Sims likewise cited the assurance of ingredients – you know exactly what go into the feeds – and high fish performance. “If farm-made feeds are done right and consistent, you definitely achieve a fast growth rate with the ideal animal form/quality and low feed conversion ratio,” he says.

Hatcheries could benefit most from making their own feeds for fish in the larval and post-larval stages. But it is not easy.


“The hatchery and early rearing are the most critical phase since it is where the animals are being molded properly to achieve a good head start and momentum. Thus, feed formulation and feed processing should be done thoroughly,” he says.

‘Mother’s milk’
With stress on quality, using the “best clean raw materials and formulations” should be strictly based on the animal’s requirements.

For the most popular cultured finfish species in the Philippines, such as milkfish and catfish, the best model for fish diet in the hatchery and early rearing phase is replicating what they eat in nature. “These natural foods are considered as mother’s milk for the fry,” he explains.

Tilapia has a different diet because of sex reversal. During fry to juvenile production, the feeds should be high-protein and high-quality since the objective of the early stages of fish culture is for proper development of the animals.

“Natural food, especially for fry production, is a combination of phytoplanktons (aquatic plants) and zooplanktons (aquatic animals). Some species may start from phytoplanktons then to zooplanktons, while others would require zooplanktons such as copepods. During the latter part of the larval stage it is being fed with higher aquatic animals such as worms,” he says.

Readily available artemia, which is sold in cans, is also commonly used in hatcheries.

Gerry Antonio, an advocate for natural foods, says, “The culture of natural foods is the key to profitability.” These natural feeds range from zooplanktons, microworms, moina or daphnia, mosquito larvae, bloodworms, grindal worms, maggots, tubifex and earthworms.

“Based on my actual experience as an aquarium fish hobbyist, my feed cost went down from 70 percent to 20 percent of production costs when I learned how to culture natural live foods. This is why I encourage aquaculturists to learn how to culture these natural foods,” he says.

The savings from farm-made feeds do not factor in expenses from acquiring machines and equipment to pelletize or extrude the feed output.

While Sims says that making high-quality customized feed is ideal, he notes that it is a tedious and long-winded process – dealing with many suppliers, raw material testing, stowage and additional work load for the production crew, among other things.

Quality vs. cost
Farm-made feeds don’t always translate into savings. “Sometimes, choosing the best raw materials may be more expensive than buying the commercially available feeds but you will be assured that you’ll have the best quality seedstock in terms of recovery and quality. It still boils down to the ‘you’ll-get-what-you-give syndrome,’” Sims says.

He doesn’t use farm-made feeds in his catfish hatchery and prioritizes quality over costs.
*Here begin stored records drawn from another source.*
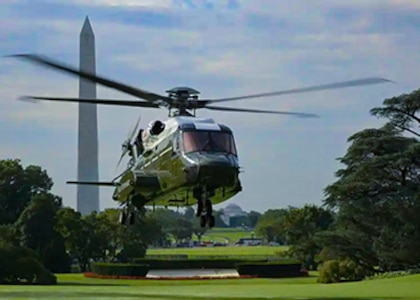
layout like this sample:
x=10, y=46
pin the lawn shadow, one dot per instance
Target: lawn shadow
x=89, y=284
x=111, y=295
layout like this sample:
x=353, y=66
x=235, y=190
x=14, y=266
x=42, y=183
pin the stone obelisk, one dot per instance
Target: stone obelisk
x=87, y=167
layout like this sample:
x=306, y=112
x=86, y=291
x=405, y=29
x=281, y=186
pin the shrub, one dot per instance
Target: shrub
x=270, y=269
x=329, y=272
x=111, y=269
x=393, y=274
x=332, y=271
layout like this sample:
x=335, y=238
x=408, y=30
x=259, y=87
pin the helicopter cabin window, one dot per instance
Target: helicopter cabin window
x=208, y=141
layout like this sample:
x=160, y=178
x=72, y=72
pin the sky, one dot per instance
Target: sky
x=221, y=48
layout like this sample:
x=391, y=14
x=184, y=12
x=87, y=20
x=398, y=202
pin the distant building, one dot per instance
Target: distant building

He uses high-end commercial feeds with protein content of 48 percent. There are times when he enhances the feeds by adding more vitamins, minerals and prophylaxis, using egg as binder.

“I would recommend getting the best and not the cheapest commercial feed available. Remember that ‘cheaper is more expensive’ is based on the result it usually provides,” he reiterates.

“Good quality feeds are more expensive but will give good results. To justify its price, I would suggest to have that feed periodically analyzed. If it meets your standard, then the problem will just be getting familiar on the strength and usage of the feed. Feed-enhancing by adding in more additives to customize it for your animals can be easier done than making your own feed from scratch,” he says.

At the opposite end of the spectrum is the case of Renante Areola, a hobbyist who owns and lives at Citrus Grove Cottage, a homestead in Ballesteros, Cagayan, in Northern Luzon. He has earthen ponds stocked with six types of fish, crayfish and prawn. He has never spent on feeds.

Areola’s ponds have assorted aquatic plants and the edges are lined with nipa palms. “I never feed the fish. I never sell them. I never maintain my ponds,” he says.

He improvises. To provide extra protein to fingerlings, he installed an additional light in his hatchery. At night, the reflected light on the pond surface attracts hordes of insects, providing ad libitum protein feeding for the fingerlings.